Thirdly, as noted by the authors in their correspondence, the changes in ccf-mtDNA fragmentomics according to histological type are still under investigation, with promising results anticipated [3]. In HCC, recurrence is more frequent in the clear cell subtype, and a poor prognosis is associated with the macrotrabecular massive subtype [7]. Therefore, further research linking the clinicopathological features of HCC with ccf-mtDNA is warranted.

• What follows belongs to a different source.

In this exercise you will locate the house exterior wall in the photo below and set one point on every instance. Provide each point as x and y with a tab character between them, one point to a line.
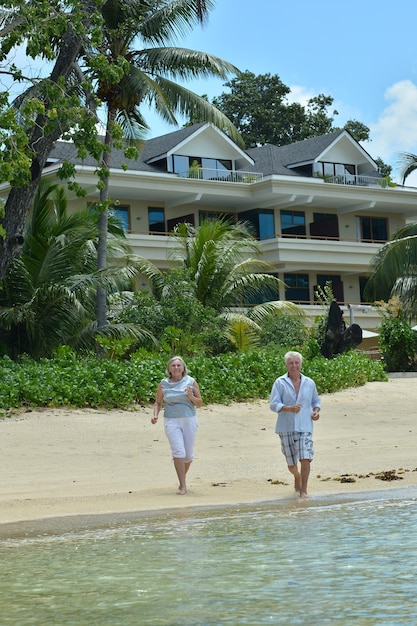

Fourth, in cases of high-grade degenerative nodule (DN), which has not yet progressed to HCC but may be considered a precursor stage, instances have been reported where a high-grade DN is identified on radiology but later diagnosed as HCC after surgery, or where HCC is diagnosed on radiology but is found to be high-grade DN on pathology. By leveraging the finding that ccf-mtDNA fragmentation variability is significantly higher, and its correlation with the ccf-mtDNA fragmentation profile of median HC is significantly lower in HCC patients compared to those with chronic viral hepatitis B or liver cirrhosis, as demonstrated in this study, it is anticipated that medical costs associated with the differential diagnosis and treatment of high-grade DN could be reduced. Therefore, ccf-mtDNA could be a valuable tool in preventing delays in surgery for HCC due to misdiagnosis as high-grade DN, as well as preventing unnecessary surgery when high-grade DN is misdiagnosed as HCC.

The authors’ current study extends beyond utilizing the fragmentomic pattern of ccf-mtDNA for the early diagnosis and prognosis of HCC, proposing its potential as a valuable tool for predicting the clinicopathological characteristics of HCC. Therefore, the scope of its application is expected to broaden further through the authors’ future follow-up studies.